Cortico-Striatal-Midbrain Circuit Dysregulation Underlying MK-801 Induced Impulsivity and the Ameliorative Effects of SEP

Impulsivity is a core pathological feature of various psychiatric disorders including obsessive-compulsive disorder, attention-deficit/hyperactivity disorder, and schizophrenia, which is conceptualized as dysregulated motivational and inhibitory processes. However, the underlying neural mechanism is poorly known. Using an olfactory cued Go/No-Go task, this work finds increased false alarm rate, shortened licking onset latency, elevated licking frequency and reduced inter-trial consistency in mice treated by the NMDAR antagonist (MK-801). Fiber optic recordings reveal MK-801 enhanced cue-evoked neuronal responses in the olfactory bulb (OB), orbitofrontal cortex (OFC), ventral tegmental area (VTA), and nucleus accumbens (NAc), while reducing reward-predictive cue selectivity and increasing NAc dopamine release.
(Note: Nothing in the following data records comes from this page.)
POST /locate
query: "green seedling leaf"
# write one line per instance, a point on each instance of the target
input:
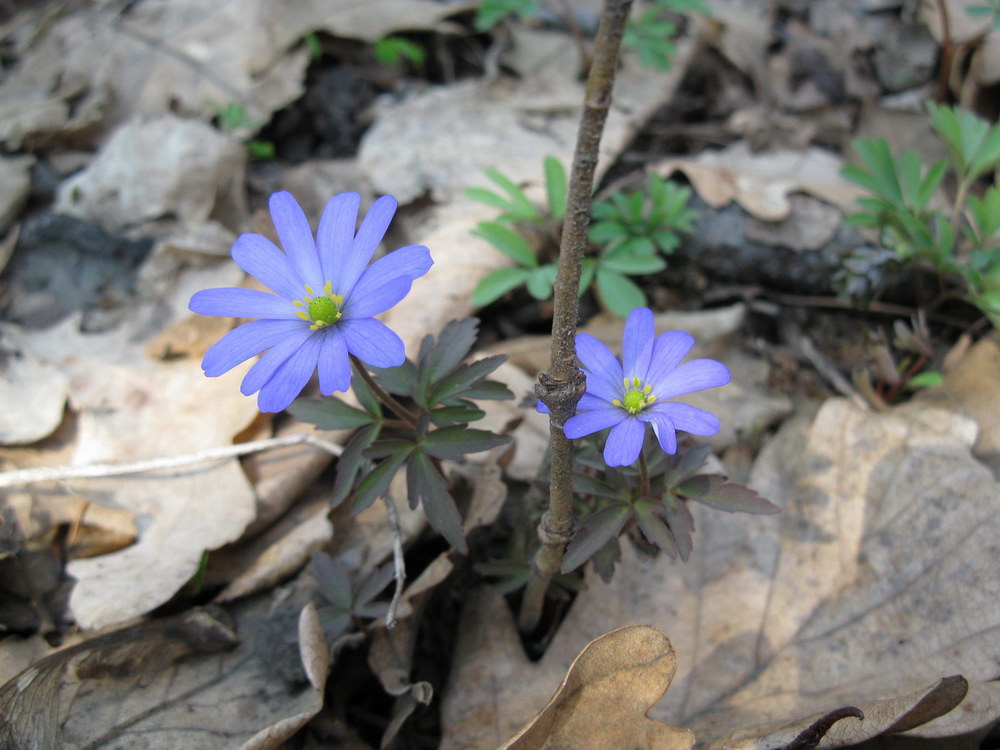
(455, 441)
(390, 50)
(594, 534)
(508, 242)
(714, 491)
(618, 294)
(555, 187)
(329, 413)
(351, 461)
(497, 284)
(927, 379)
(376, 483)
(425, 483)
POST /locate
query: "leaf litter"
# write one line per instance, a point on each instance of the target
(873, 589)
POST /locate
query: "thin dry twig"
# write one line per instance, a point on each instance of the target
(562, 386)
(55, 473)
(398, 562)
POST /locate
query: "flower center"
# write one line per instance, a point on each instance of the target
(323, 310)
(637, 396)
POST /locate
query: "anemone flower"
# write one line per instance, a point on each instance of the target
(628, 395)
(324, 301)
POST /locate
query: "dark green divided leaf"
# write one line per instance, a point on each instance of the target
(375, 484)
(455, 441)
(594, 534)
(425, 483)
(462, 378)
(351, 461)
(329, 413)
(714, 491)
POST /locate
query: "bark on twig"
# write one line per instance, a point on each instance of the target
(562, 386)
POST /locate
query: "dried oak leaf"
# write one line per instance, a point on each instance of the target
(604, 697)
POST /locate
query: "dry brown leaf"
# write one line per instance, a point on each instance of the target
(972, 388)
(761, 183)
(164, 167)
(603, 700)
(874, 583)
(129, 688)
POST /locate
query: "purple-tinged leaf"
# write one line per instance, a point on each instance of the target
(401, 380)
(681, 524)
(425, 482)
(329, 413)
(374, 584)
(455, 441)
(655, 531)
(595, 532)
(375, 484)
(350, 462)
(606, 558)
(334, 580)
(449, 415)
(687, 463)
(463, 378)
(585, 484)
(488, 390)
(714, 491)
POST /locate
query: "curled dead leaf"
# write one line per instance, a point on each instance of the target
(603, 700)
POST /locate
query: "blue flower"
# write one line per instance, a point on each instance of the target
(627, 398)
(325, 298)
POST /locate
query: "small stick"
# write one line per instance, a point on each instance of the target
(55, 473)
(398, 562)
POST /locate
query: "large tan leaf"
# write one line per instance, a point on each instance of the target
(603, 700)
(877, 581)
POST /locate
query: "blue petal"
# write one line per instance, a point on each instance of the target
(636, 343)
(235, 302)
(290, 379)
(686, 417)
(272, 360)
(244, 342)
(296, 238)
(663, 428)
(590, 402)
(589, 422)
(668, 351)
(624, 443)
(373, 342)
(365, 243)
(336, 232)
(377, 300)
(334, 363)
(604, 373)
(379, 286)
(262, 259)
(696, 375)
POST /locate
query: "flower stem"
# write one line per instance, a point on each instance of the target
(562, 386)
(643, 476)
(382, 395)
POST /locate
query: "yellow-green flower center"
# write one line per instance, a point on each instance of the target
(637, 396)
(322, 310)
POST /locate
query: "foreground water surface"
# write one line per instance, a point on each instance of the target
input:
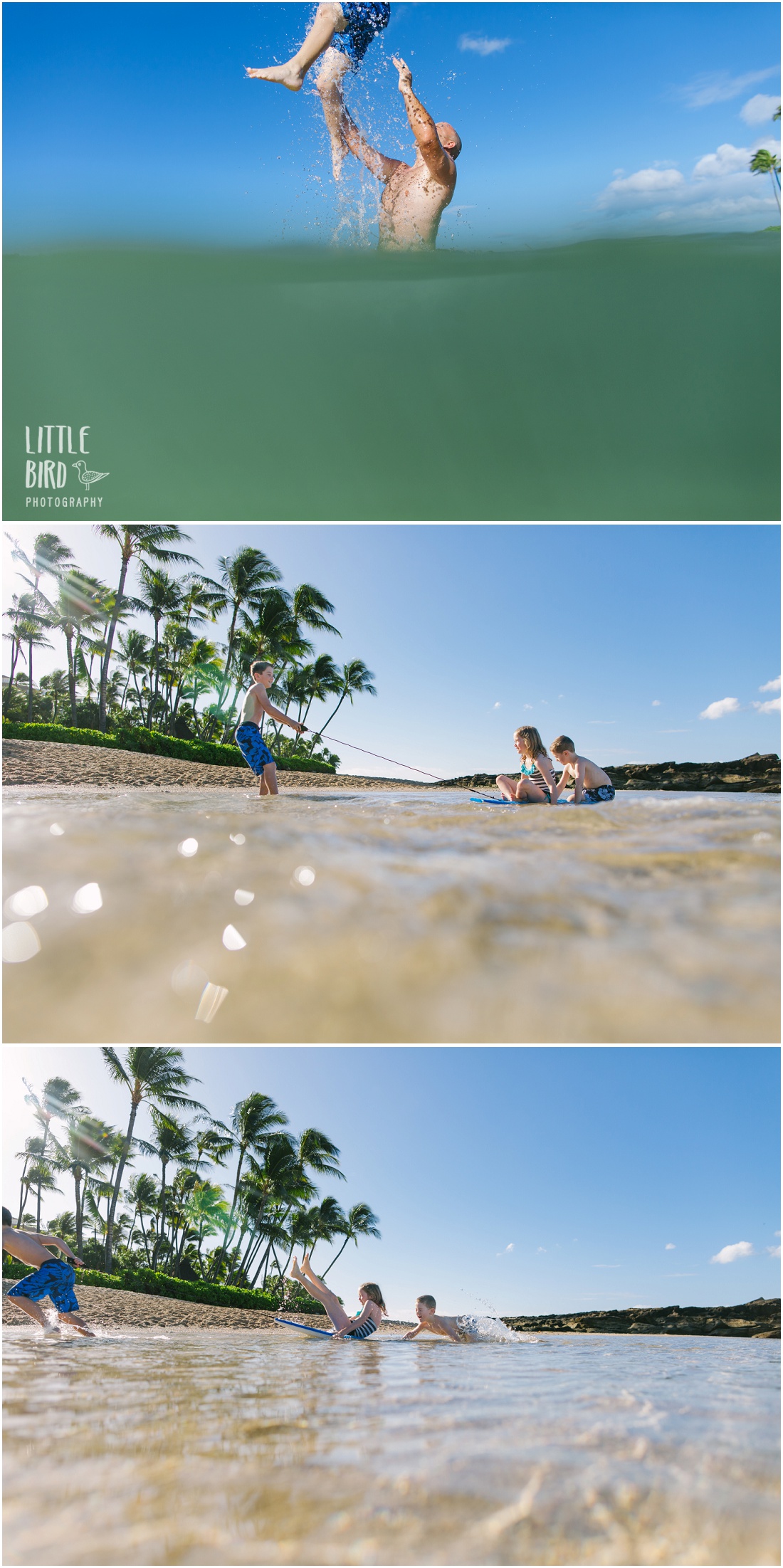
(392, 916)
(204, 1448)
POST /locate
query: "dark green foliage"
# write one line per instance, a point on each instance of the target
(154, 744)
(151, 1281)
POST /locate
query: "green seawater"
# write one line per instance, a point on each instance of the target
(609, 380)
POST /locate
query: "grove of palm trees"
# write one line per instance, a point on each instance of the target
(233, 1200)
(154, 659)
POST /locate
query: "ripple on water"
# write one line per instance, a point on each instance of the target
(259, 1449)
(394, 916)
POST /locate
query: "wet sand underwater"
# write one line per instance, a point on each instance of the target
(397, 916)
(614, 380)
(234, 1448)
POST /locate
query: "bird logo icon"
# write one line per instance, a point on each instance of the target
(88, 475)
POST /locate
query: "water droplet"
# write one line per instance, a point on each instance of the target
(211, 999)
(27, 902)
(87, 899)
(21, 941)
(189, 979)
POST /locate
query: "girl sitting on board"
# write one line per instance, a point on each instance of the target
(367, 1317)
(537, 779)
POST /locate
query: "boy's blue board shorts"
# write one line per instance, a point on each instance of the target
(253, 750)
(364, 24)
(56, 1280)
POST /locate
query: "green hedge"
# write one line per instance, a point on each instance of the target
(151, 1281)
(152, 744)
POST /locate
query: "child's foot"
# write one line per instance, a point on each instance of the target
(289, 75)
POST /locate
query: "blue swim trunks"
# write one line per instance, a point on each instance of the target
(253, 750)
(594, 797)
(56, 1280)
(364, 24)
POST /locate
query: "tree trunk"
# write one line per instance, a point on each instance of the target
(107, 656)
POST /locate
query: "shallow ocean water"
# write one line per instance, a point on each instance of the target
(206, 1448)
(393, 916)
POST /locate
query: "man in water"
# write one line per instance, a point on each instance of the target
(52, 1277)
(458, 1329)
(248, 736)
(415, 195)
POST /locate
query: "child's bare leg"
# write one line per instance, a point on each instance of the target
(322, 1294)
(75, 1322)
(328, 19)
(328, 83)
(269, 779)
(35, 1311)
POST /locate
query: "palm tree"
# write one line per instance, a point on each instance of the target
(764, 162)
(49, 559)
(355, 678)
(253, 1122)
(359, 1222)
(151, 1075)
(57, 688)
(58, 1100)
(139, 542)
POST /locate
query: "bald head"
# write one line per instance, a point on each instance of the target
(449, 138)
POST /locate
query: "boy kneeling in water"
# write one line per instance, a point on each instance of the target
(590, 783)
(247, 735)
(457, 1329)
(52, 1277)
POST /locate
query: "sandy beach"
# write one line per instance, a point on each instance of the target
(49, 762)
(131, 1310)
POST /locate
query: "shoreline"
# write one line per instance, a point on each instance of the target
(30, 764)
(109, 1308)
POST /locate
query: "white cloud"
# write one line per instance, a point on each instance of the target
(719, 87)
(476, 44)
(760, 109)
(728, 705)
(728, 1255)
Additionally, in vivo electrophysiological recordings demonstrate that theta oscillation power in the NAc and its coherence with OB, OFC, and VTA are also amplified. MK-801 treatment enhances the correlation between firing rates of NAc neurons and cue, decreases the association with reward, strengthens the correlation with licking and increases the probability of firing peak preceding lick onset. Furthermore, this work confirms that the application of the trace amine-associated receptor 1 agonist SEP-363856 could correct the abnormal responses of NAc neurons and behavioral deficits. These findings elucidate the neural basis of impulsivity and support the potential therapeutic effect of SEP.

NMDAR antagonists; dopamine; impulsivity; schizophrenia; trace amine‐associated receptor.